Institutional seats as fixed in Protocol 6:

Brussels: Commission, Council of Ministers, European Council, Parliament (2nd)
Frankfurt am Main: Central Bank
Luxembourg: Secretariat of the European Parliament, Council of Ministers (2nd), Court of Justice of the European Union, Court of Auditors, Commission (various departments and services)
Strasbourg: Parliament

* Fixed, but with leeway for meetings elsewhere.

The seats have been a matter of political dispute since the states first failed to reach an agreement at the establishment of the European Coal and Steel Community in 1952. However, a final agreement between member states was reached in 1992, and later attached to the Treaty of Amsterdam.[2]

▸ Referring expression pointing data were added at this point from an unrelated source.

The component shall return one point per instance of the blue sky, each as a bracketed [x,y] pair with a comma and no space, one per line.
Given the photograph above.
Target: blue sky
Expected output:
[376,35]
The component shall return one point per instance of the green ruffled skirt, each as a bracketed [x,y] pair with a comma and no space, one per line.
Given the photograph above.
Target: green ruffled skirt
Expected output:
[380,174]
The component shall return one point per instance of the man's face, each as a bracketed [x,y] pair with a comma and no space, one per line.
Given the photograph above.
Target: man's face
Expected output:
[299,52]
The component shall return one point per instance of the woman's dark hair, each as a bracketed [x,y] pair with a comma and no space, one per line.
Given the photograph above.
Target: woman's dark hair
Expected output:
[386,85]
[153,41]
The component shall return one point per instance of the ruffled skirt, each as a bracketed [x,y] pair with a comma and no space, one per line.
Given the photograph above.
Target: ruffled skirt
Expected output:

Despite this, the seat of the European Parliament remains controversial. The work of Parliament is divided between Brussels, Luxembourg City and Strasbourg, which is seen as a problem due to the large number of MEPs, staff, and documents which need to be moved.[3] As the locations of the major seats have been enshrined in the treaties of the European Union, Parliament has no right to decide its own seat.[4]

Locating new bodies is also not without political disputes. The European Central Bank's (ECB) seat had to symbolise its independence from political control, and was located in a city which did not already host a national government or European institution.[5] Some new agencies have also been based in eastern Europe since 2004 to balance the their distribution across the EU.[6]